'Dealt' - Movie Review

I don't know a great deal about magic - I've watched and enjoyed a lot of Penn & Teller's "Fool Us," but that's the extent of my magical education. Despite that, I'm familiar with the name of "Richard Turner." If you don't know it, you should look him up on YouTube - particularly his performance on "Fool Us." Two of the most knowledgeable magicians in the world watch him with their mouths open because he does, indeed, fool them. His skills with a deck of cards are legendary: watching him deal the second card from the deck is amazing. Especially when he turns over the top card so you can see that it never moves while he continues to deal. It looks totally natural, and the fact that he's demonstrating a cheating skill with perfect ease is both deeply disturbing and incredibly impressive.

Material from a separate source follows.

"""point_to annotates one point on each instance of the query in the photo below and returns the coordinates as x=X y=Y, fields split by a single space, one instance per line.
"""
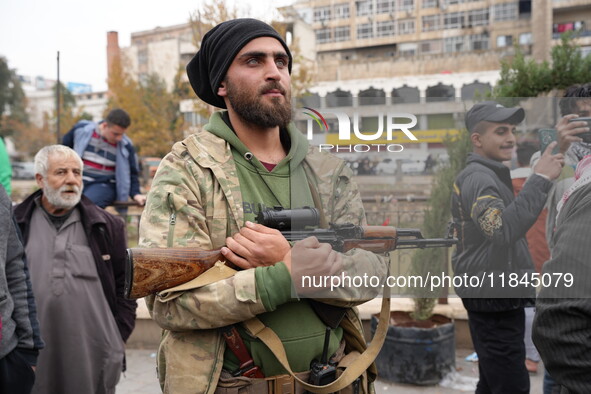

Oh, did I mention? He's totally blind.

"Dealt" is a 2017 documentary about Richard Turner's life. Early on, someone refers to him as "on the crazy side of obsessive-compulsive," and they're not wrong: the man is shuffling cards when he works out, when he eats, when he sits on the couch relaxing, he never sets them down. But the movie isn't so much about his card artistry (although it couldn't avoid it even if it wanted to as it runs right through his entire life), but about his family and his coming to terms with his own blindness - something he's avoided for decades. He started going blind around ten, and was almost entirely blind by his mid-twenties, but has tried so hard to not be defined by his blindness that his behaviour became a refusal to acknowledge it. But his sister (who he seems to be very close with) had the same eye disease he had, and over the two or three years the movie followed him, he clearly became more accepting of the idea that he could be blind without it being his most important characteristic. It felt like he'd finally accepted that he truly was the best in the world at what he did: many laymen and almost all magicians have known that for more than a decade - he's late to the party. And sure, many of us are more surprised that he did it blind: but that doesn't really matter in the end because he is the best, period, end of story. And in understanding that, he's learning to live with the condition and become an inspiration to others who are blind and near-blind, showing what they can achieve.